- Poster
- Directed by: Girish Kamplapur
- Written by: Girish Kamplapur
- Produced by: N. M. Niranjan
- Starring: Isha Koppikar; Dhruv Sharma; Shweta Pandit;
- Cinematography: Ganga Rajendran
- Edited by: Dhamodhar Kanasur
- Music by: Dharma Vish
- Production company: Studio Focus
- Release date: 30 November 2018;
- Country: India
- Language: Kannada

= Looty (2018 film) =

Looty is a 2018 Indian Kannada-language crime thriller film directed by Girish Kamplapur and starring Isha Koppikar as a cop, in her return to Kannada cinema after a gap of seventeen and a half years, alongside Dhruv Sharma and Shweta Pandit.

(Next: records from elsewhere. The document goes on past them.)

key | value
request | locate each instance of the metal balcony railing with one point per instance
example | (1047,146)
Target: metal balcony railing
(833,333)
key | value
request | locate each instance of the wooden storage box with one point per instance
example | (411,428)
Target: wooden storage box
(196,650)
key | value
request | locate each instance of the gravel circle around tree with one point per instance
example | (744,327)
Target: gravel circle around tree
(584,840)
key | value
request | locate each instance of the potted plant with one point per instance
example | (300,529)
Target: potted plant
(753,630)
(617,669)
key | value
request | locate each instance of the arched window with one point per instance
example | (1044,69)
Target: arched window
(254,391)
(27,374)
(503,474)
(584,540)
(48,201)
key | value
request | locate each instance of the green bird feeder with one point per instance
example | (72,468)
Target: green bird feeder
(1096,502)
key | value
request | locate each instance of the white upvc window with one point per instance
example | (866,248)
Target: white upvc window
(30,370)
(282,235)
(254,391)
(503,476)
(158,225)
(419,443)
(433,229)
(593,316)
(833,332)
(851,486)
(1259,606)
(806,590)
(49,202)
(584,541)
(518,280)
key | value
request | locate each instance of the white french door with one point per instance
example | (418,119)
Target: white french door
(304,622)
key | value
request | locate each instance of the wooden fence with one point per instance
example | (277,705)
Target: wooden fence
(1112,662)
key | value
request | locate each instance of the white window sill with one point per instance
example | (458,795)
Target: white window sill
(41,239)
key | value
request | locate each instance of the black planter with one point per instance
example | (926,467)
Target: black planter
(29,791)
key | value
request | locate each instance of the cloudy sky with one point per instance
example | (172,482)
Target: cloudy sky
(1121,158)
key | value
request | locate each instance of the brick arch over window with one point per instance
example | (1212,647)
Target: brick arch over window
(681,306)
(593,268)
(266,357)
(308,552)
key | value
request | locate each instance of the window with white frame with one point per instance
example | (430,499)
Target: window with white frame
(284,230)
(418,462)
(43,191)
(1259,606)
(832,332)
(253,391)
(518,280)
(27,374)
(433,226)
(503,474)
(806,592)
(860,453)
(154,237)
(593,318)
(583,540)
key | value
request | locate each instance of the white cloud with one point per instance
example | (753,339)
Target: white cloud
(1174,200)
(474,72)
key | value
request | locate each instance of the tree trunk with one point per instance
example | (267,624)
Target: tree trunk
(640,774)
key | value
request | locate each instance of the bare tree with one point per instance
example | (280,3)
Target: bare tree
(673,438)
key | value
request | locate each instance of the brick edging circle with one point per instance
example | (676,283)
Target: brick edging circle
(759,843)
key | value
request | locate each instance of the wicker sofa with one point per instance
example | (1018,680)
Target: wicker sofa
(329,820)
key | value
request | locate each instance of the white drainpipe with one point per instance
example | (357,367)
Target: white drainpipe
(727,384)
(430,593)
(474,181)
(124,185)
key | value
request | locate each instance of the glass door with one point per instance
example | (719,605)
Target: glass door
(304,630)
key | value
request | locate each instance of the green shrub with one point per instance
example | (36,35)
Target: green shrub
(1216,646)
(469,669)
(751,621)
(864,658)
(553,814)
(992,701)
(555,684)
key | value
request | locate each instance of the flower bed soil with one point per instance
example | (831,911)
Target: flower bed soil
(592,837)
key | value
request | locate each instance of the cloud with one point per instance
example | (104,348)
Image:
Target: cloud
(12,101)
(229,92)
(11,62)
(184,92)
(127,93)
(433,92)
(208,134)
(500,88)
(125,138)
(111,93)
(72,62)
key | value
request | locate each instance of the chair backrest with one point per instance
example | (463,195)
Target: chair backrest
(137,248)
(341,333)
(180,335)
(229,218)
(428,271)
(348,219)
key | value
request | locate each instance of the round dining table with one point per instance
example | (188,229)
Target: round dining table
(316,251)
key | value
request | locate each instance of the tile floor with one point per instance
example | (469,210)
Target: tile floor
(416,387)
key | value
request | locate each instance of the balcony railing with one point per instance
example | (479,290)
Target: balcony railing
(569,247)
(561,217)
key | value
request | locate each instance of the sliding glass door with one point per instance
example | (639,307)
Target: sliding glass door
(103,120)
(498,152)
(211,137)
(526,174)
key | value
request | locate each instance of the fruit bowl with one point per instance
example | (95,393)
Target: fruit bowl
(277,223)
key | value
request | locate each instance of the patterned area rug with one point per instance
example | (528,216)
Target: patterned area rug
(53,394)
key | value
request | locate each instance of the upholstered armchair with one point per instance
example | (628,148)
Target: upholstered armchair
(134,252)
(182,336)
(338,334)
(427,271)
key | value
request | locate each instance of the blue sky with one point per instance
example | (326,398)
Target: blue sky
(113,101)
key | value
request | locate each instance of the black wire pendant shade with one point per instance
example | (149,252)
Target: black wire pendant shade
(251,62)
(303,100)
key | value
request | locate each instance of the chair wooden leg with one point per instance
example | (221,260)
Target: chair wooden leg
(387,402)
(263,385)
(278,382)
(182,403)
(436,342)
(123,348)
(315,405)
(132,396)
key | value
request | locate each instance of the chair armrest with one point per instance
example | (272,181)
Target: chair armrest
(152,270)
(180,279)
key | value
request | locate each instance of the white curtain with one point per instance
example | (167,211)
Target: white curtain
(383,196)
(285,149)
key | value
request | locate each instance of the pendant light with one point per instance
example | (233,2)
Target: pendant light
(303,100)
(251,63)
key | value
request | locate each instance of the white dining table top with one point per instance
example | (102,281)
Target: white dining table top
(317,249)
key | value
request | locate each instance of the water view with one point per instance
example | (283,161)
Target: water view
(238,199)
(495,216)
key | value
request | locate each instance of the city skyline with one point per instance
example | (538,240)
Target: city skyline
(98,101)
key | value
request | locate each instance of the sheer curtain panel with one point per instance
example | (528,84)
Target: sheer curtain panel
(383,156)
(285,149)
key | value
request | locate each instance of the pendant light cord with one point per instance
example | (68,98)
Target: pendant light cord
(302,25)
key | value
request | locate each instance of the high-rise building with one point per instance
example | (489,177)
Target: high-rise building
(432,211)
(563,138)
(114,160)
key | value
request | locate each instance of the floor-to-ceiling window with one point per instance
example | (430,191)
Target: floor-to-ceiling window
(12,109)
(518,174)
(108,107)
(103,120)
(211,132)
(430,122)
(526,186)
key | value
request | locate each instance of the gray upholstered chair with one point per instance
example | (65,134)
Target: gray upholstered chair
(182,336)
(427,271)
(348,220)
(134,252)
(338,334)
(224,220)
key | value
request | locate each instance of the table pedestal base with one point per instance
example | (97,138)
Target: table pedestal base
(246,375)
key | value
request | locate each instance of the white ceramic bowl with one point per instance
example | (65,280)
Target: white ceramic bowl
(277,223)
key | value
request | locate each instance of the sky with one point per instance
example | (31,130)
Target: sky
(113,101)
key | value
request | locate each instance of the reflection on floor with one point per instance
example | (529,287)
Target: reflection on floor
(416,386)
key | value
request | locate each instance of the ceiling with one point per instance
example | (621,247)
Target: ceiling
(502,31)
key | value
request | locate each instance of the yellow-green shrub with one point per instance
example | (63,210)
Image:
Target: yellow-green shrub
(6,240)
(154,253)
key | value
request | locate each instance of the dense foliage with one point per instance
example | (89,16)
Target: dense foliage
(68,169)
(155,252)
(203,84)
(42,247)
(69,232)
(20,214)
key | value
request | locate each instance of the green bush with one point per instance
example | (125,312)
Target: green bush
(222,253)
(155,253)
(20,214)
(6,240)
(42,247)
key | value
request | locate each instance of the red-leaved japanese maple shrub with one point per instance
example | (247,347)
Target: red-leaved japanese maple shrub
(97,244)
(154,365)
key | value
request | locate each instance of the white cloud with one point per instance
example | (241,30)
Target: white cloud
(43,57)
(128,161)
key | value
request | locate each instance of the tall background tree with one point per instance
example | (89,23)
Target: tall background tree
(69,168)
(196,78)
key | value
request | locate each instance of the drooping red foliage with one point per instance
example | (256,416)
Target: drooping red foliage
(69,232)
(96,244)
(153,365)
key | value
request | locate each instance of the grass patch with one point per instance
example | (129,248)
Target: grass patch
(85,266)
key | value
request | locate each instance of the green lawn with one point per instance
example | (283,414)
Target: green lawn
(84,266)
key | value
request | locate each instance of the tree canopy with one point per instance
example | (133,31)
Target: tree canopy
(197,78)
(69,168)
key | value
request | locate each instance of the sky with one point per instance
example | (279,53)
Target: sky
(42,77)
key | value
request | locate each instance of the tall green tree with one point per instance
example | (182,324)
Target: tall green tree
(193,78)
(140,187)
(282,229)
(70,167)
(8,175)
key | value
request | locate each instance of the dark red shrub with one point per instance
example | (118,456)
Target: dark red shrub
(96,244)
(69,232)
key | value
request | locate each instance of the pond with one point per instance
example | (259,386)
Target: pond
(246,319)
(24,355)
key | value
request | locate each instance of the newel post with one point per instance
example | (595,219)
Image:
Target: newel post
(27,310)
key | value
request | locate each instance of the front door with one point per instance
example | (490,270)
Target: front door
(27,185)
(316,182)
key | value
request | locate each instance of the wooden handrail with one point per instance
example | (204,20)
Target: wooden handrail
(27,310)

Having started production in 2013, the film released after a four-year delay.

==Soundtrack==
The music was composed by Dharma Vish. Isha Koppikar and Dhruv Sharma shot for a song choreographed by Imran Sadhariya in Bangalore in 2014.

Track listing
| No. | Title | Singer(s) | Length |
|---|---|---|---|
| 1. | "Dangerous" | Aisha Sayed | 4:46 |
| 2. | "Looty" | Usha Uthup | 5:01 |
| 3. | "Khushi E Khushi" | Avinash Chebbi, Supriya Lohith | 4:14 |
| 4. | "Khushi Va Khushi" | Nakul Abhyankar, Sangeetha Rajeev | 4:14 |
| 5. | "Malavalli" | Nagendra, Supriya Lohith | 4:23 |
| 6. | "Koditelike" | Ramanujam, Supriya Lohith | 4:23 |
| Total length: |  |  | 27:01 |

== Reception ==
A critic from The New Indian Express wrote "Although curiosity simmers around the film because of its title and the presence of Bollywood actress Isha Koppikar as the protagonist, it successfully manages to get rid of your curiosity within the first few frames of the film". A critic from The Times of India rated the film 1 1/2 out of 5 stars and wrote that "Director Girish Kamplapur's attempt to churn out a thriller by keeping a bank robbery as the theme falls flat. Perhaps, if he had concentrated more on robbery operation and on investigative angle it might been a better watch". A critic from The News Minute wrote "Looty sets a new standard for how to make a bad film. Director Girish Kamplapur's attempt to bring out a comedy thriller falls flat in every category. The story lacks intensity, the actors look tired and drained and the joke is on us for paying money to watch the film. The little said about the music, the better".